If I’d been even a few years younger, I would’ve waited. There was a small, annoying voice—my mother’s—telling me that a reason not to marry him didn’t mean a good reason to marry him. That you can’t really love someone you’ve known for five months.
I confessed my concern to Paige. We were at Porto’s, our favorite bar, one of the few places in Brooklyn that predated the influx of cool people and was therefore übercool, the not locally farmed, not organic, not microbrewed, not free-range food and drink deemed delightfully retro by the hipsters.
We were drinking vodka tonics at a table, idly watching Daniel the Hot Firefighter flirt with what seemed like identical blonde women who couldn’t be more than twenty-two. “Maybe I should wait,” I said. “Just see how things go.”
“I think you’re a fucking idiot,” Paige said, taking a slurp of her drink.
“No, no, tell me what you really mean,” I said. “Don’t mince words.”

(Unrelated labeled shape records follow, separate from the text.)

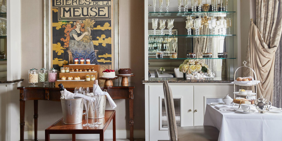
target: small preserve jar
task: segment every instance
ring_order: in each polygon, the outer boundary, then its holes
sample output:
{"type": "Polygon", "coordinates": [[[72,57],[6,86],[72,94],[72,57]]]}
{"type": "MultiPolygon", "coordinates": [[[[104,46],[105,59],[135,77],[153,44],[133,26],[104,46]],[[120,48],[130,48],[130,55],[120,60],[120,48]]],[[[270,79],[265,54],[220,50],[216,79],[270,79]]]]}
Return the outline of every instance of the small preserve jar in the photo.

“Seriously, Kate. He’s great. Marry him. Move to the ’burbs and have twins. I’m so jealous I could stab you in the throat.”
“Will you be a bridesmaid?” I asked, grinning.
“Piss off.”
She wasn’t smiling. My own smile died a quick death. “Paige,” I began.
“I don’t want to talk about it, okay? You were the last single friend I had. I’d kill for a guy like Nathan, and you sit there wondering if you should marry him. Who do you think you are?”
“Um...a person? With feelings and thoughts? Come on, Paige. I thought I could talk to you—”
“Yeah, well, don’t. Okay? You have a two-carat ring on your finger. Wear white. Register for new china and, hey, how about a destination wedding to make your single friends use vacation time and spend their own money to cheer you on?”